Auf Moneys Anraten hin ließen die Eltern David im Alter von 22 Monaten kastrieren und als Brenda weiter aufziehen – mit Kleidern, Puppen, einem neuen Namen und gezielten psychologischen Sitzungen. Die angebliche Therapie war in Wahrheit ein Experiment an einem lebenden Kind. David litt sein ganzes Leben unter Identitätskonflikten, sozialer Isolation und psychischem Schmerz. Er kehrte als Jugendlicher zu seiner männlichen Identität zurück – aber die seelischen Wunden blieben. Mit 38 Jahren nahm sich David das Leben.
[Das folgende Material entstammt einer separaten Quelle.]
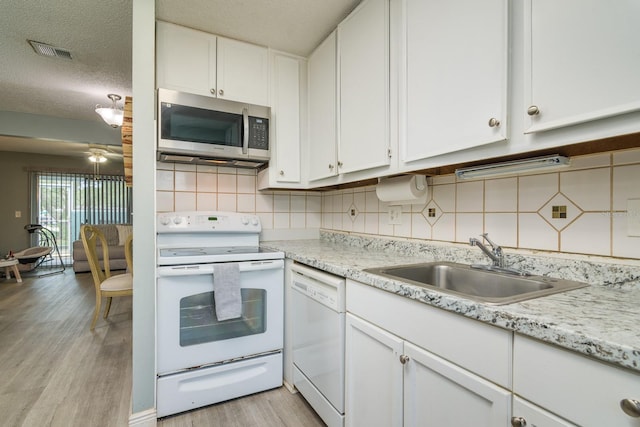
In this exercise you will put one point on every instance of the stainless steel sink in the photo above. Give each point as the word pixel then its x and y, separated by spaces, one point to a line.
pixel 482 285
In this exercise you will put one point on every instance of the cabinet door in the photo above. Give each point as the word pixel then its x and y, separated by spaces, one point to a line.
pixel 363 40
pixel 438 393
pixel 455 77
pixel 533 415
pixel 243 72
pixel 581 62
pixel 373 394
pixel 321 69
pixel 186 59
pixel 285 118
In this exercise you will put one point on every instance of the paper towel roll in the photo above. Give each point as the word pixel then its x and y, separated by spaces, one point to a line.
pixel 403 190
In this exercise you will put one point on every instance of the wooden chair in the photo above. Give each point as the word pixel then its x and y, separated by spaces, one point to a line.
pixel 107 286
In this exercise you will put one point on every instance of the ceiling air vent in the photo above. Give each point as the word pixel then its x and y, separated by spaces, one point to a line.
pixel 48 50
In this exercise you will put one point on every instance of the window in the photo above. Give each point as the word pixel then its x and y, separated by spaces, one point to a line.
pixel 62 202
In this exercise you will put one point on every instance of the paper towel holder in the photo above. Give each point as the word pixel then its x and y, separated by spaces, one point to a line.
pixel 403 190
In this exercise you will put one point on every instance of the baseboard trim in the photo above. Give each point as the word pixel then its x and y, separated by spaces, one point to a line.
pixel 146 418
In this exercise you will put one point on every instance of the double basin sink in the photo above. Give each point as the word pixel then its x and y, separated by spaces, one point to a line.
pixel 480 284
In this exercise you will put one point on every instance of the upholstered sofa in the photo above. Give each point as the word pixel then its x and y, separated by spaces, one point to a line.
pixel 116 234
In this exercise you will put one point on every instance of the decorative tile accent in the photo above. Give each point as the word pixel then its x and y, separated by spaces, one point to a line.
pixel 560 212
pixel 432 212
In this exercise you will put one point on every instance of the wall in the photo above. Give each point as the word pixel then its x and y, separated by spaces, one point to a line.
pixel 517 212
pixel 14 176
pixel 191 187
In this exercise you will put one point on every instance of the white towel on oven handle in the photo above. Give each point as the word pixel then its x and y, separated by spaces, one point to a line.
pixel 226 291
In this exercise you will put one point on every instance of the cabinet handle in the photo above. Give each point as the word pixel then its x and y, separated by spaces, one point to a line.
pixel 493 122
pixel 631 407
pixel 533 110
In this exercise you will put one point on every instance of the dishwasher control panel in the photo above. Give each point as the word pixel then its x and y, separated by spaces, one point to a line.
pixel 327 289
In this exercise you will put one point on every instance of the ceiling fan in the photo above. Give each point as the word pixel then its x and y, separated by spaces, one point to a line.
pixel 101 153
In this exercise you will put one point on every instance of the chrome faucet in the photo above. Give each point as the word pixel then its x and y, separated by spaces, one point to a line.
pixel 497 257
pixel 496 254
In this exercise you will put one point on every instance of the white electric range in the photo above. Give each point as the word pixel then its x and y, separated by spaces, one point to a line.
pixel 202 360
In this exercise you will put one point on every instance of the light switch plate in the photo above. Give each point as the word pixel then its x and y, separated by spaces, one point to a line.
pixel 395 215
pixel 633 217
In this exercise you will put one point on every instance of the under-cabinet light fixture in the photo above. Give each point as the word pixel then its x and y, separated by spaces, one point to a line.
pixel 515 167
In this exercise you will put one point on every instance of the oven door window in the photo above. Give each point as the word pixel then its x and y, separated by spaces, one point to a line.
pixel 183 123
pixel 198 322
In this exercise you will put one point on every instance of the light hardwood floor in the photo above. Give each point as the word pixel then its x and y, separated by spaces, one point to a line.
pixel 55 372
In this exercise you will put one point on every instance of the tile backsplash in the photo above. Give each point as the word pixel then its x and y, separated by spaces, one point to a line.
pixel 581 209
pixel 199 188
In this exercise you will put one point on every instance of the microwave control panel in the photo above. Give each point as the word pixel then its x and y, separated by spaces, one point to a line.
pixel 258 133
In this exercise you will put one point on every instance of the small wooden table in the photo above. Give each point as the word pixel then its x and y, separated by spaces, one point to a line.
pixel 11 264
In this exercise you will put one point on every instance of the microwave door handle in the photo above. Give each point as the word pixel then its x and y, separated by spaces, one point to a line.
pixel 245 135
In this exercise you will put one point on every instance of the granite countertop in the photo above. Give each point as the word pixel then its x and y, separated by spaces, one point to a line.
pixel 600 321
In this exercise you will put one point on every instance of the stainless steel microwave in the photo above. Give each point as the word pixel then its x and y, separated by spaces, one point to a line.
pixel 203 130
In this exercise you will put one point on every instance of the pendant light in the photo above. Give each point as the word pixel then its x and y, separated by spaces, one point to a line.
pixel 111 115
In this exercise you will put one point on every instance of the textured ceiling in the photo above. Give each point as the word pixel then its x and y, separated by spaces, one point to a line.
pixel 294 26
pixel 98 34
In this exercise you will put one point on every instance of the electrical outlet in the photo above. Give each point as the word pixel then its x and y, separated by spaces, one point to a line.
pixel 633 217
pixel 395 215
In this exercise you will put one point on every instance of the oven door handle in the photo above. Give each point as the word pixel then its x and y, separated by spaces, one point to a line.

„Man kann aus einem Jungen kein Mädchen machen.“
David Reimer, BBC-Interview, 2000
Sein Schicksal gilt heute als ein erschütterndes Mahnmal gegen sogenannte Geschlechtsumwandlung ohne Einwilligung und gegen jeden Versuch, Identität von außen zu diktieren.
Diese zwei Geschichten – eine aus der Vergangenheit, eine aus jüngerer Zeit – stehen stellvertretend für tausende Menschen, deren Leben durch sogenannte „Therapien“ zerstört wurden, die nicht heilen, sondern verletzen.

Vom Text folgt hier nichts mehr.